A 19-year-old young man, an avid hiker and photographer, is believed to have lost his life after falling while trying to get a better vantage point for a photo on Saturday, and his death should be a warning to hikers, his sister said bereaved.
“Jonathan thought he was invincible. He was so young, so happy and so full of life. Nothing scared him. This kind of thing should never have happened to him. It doesn’t seem right to live in a world without him, and I would give anything to change places with him,” Rebecca Fielding lamented on Facebook on Sunday, according to Utah television station KUTV.
The woman spoke out a day after the death of her brother, Jonathan Fielding, who died Saturday while stopping while hiking to take photos of the view with friends at the Moonscape Overlook.
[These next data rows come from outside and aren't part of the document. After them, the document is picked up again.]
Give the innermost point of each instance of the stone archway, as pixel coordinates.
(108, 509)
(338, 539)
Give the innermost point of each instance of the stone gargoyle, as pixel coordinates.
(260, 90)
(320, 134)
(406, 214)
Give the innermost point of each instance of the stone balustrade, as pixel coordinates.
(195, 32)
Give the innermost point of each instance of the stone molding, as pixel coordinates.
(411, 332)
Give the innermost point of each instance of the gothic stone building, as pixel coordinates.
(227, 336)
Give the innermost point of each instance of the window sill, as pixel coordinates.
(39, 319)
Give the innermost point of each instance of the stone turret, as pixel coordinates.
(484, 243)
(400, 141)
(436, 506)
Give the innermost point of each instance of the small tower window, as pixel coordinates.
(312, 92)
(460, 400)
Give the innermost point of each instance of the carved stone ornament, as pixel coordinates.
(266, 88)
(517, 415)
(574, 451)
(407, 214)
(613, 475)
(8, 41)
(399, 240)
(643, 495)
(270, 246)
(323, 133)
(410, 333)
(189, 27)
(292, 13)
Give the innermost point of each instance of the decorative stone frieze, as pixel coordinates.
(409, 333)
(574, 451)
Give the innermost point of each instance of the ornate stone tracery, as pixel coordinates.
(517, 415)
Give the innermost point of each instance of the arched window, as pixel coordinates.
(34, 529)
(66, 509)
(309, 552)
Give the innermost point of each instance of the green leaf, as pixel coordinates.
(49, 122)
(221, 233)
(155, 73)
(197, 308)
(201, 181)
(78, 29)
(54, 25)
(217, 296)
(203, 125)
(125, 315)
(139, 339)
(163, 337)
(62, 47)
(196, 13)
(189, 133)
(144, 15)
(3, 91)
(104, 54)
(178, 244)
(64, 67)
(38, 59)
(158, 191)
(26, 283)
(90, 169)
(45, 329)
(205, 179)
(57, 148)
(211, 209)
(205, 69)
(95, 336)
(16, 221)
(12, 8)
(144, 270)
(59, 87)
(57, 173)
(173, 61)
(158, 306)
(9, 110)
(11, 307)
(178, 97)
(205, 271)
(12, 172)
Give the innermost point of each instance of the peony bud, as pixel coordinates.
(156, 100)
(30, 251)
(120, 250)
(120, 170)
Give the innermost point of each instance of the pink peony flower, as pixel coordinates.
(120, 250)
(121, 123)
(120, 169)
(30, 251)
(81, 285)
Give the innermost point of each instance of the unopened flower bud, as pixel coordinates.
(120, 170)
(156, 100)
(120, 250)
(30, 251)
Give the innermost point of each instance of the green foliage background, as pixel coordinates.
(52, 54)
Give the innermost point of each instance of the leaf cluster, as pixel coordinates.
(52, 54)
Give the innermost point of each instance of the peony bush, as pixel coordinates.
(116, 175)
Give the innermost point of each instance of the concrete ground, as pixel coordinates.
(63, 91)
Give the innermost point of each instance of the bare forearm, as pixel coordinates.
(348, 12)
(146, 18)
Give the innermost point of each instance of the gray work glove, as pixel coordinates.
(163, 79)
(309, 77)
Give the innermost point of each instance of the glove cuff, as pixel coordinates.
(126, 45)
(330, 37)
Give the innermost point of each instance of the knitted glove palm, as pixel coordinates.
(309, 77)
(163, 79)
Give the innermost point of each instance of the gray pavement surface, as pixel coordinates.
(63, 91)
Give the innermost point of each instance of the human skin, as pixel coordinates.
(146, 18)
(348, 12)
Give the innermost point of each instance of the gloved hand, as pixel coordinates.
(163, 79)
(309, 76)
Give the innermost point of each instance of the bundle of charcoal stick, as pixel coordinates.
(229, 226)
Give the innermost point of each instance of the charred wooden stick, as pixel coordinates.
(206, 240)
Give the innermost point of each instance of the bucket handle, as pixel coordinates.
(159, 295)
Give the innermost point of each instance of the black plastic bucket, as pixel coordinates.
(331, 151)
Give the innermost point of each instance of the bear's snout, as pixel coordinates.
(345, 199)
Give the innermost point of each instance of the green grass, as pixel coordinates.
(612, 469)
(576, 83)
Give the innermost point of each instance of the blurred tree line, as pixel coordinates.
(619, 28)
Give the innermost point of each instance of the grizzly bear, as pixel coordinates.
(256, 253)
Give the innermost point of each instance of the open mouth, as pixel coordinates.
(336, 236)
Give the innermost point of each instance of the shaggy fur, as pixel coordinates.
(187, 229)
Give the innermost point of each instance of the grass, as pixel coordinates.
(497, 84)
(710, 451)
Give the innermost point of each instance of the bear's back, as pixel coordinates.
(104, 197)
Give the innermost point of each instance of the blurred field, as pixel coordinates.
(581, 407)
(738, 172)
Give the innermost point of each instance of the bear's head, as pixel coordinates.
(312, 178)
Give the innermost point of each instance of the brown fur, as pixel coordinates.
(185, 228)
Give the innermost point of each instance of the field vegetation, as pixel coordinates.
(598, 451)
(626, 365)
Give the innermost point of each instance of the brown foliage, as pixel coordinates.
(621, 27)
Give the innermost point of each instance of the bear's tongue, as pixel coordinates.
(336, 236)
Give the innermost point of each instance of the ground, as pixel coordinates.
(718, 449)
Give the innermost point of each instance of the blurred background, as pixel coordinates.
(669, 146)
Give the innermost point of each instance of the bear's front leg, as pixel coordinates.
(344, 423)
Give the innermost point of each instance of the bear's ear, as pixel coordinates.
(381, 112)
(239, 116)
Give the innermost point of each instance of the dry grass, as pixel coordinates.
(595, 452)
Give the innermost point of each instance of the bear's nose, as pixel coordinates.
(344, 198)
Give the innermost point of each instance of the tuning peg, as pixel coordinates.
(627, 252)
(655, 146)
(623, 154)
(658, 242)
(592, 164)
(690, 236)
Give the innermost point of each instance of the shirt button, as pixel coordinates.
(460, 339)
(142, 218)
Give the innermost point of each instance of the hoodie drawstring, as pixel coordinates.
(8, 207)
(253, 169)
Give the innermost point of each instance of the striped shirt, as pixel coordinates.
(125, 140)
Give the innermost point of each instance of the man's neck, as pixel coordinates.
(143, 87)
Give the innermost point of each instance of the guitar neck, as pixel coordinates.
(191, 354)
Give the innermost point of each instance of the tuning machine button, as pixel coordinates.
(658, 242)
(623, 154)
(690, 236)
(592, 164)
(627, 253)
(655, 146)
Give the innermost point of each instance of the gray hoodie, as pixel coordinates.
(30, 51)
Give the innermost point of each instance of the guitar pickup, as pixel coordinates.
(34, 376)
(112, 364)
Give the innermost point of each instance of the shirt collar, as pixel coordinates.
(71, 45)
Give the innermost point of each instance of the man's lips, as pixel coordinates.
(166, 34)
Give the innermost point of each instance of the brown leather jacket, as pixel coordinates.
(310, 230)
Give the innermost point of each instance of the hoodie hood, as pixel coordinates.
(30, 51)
It was then that the young man would have ventured off the beaten path to try to get a better vantage point for his photos, before falling 300 feet, or more than 90 meters, authorities in the county of Wayne to the American media.
Although his loved ones remained hopeful of finding him alive, rescuers quickly realized that the young man had died when they managed to get to his body.
“No view is worth your life. No view is worth the suffering your loved ones will endure. No view is worth the risk that rescuers face when trying to save people or recover bodies (…) Please don’t make the same mistakes as him,” Rebecca Fielding continued in a second publication.
Along the way, the woman reminded hikers to never rely on the ground at the edge of a cliff, no matter how solid and resistant it may seem.
“It’s still a ticking time bomb that’s eroding. All it takes is one misstep to dislodge the rocks, one moment of imbalance, one trip on a rock, and you can fall to your death,” she continued.
A crowdfunding campaign set up by his relatives to cover the costs linked to his death had reached more than US$26,500 on Friday.